This disclosure relates generally to execution of instructions by a computer, and more specifically to execution of instructions in a transactional execution environment.
The number of central processing unit (CPU) cores on a chip and the number of CPU cores connected to a shared memory continues to grow significantly to support growing workload capacity demand. The increasing number of CPUs cooperating to process the same workloads puts a significant burden on software scalability; for example, shared queues or data-structures protected by traditional semaphores become hot spots and lead to sub-linear n-way scaling curves. Traditionally this has been countered by implementing finer-grained locking in software, and with lower latency/higher bandwidth interconnects in hardware. Implementing fine-grained locking to improve software scalability can be very complicated and error-prone, and at today's CPU frequencies, the latencies of hardware interconnects are limited by the physical dimension of the chips and systems, and by the speed of light.
Implementations of hardware Transactional Memory (HTM, or in this discussion, simply TM) have been introduced, wherein a group of instructions—called a transaction—operate in an atomic manner on a data structure in memory, as viewed by other central processing units (CPUs) and the I/O subsystem (atomic operation is also known as “block concurrent” or “serialized” in other literature).

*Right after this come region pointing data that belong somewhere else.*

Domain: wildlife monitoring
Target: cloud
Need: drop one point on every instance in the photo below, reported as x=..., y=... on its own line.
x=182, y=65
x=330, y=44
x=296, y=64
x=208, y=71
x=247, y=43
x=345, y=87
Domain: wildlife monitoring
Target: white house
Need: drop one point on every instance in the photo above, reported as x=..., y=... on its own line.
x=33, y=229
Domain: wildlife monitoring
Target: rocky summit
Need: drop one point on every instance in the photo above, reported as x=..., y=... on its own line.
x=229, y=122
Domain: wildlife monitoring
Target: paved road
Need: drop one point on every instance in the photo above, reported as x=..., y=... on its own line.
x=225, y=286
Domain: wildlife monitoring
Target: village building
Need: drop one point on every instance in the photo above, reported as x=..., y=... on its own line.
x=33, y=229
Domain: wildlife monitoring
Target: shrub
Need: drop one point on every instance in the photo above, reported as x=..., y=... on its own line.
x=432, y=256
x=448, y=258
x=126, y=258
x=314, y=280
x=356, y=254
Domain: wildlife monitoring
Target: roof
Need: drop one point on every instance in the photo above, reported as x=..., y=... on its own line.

The transaction executes optimistically without obtaining a lock, but may need to abort and retry the transaction execution if an operation, of the executing transaction, on a memory location conflicts with another operation on the same memory location. Previously, software transactional memory implementations have been proposed to support software Transactional Memory (TM). However, hardware TM can provide improved performance aspects and ease of use over software TM.
U.S. Pat. No. 8,229,907 B2, titled “Hardware Accelerated Transactional Memory System with Open Nested Transactions”, by Gray et al., filed Jun. 30, 2009, incorporated herein by reference in its entirety, discloses a hardware assisted transactional memory system with open nested transactions. Embodiments include a system whereby hardware acceleration of transactions can be accomplished by implementing open nested transaction in hardware which respect software locks such that a top level transaction can be implemented in software, and thus not be limited by hardware constraints typical when using hardware transactional memory systems.
According to U.S. Pat. No. 7,536,517 B2, titled “Direct-update Software Transactional Memory” by Harris, filed Jul. 29, 2005, incorporated herein by reference in its entirety, a transactional memory programming interface allows a thread to directly and safely access one or more shared memory locations within a transaction while maintaining control structures to manage memory accesses to those same locations by one or more other concurrent threads. Each memory location accessed by the thread is associated with an enlistment record, and each thread maintains a transaction log of its memory accesses. Within a transaction, a read operation is performed directly on the memory location, and a write operation is attempted directly on the memory location, as opposed to some intermediate buffer. The thread can detect inconsistencies between the enlistment record of a memory location and the thread's transaction log to determine whether the memory accesses within the transaction are not reliable and the transaction should be re-tried.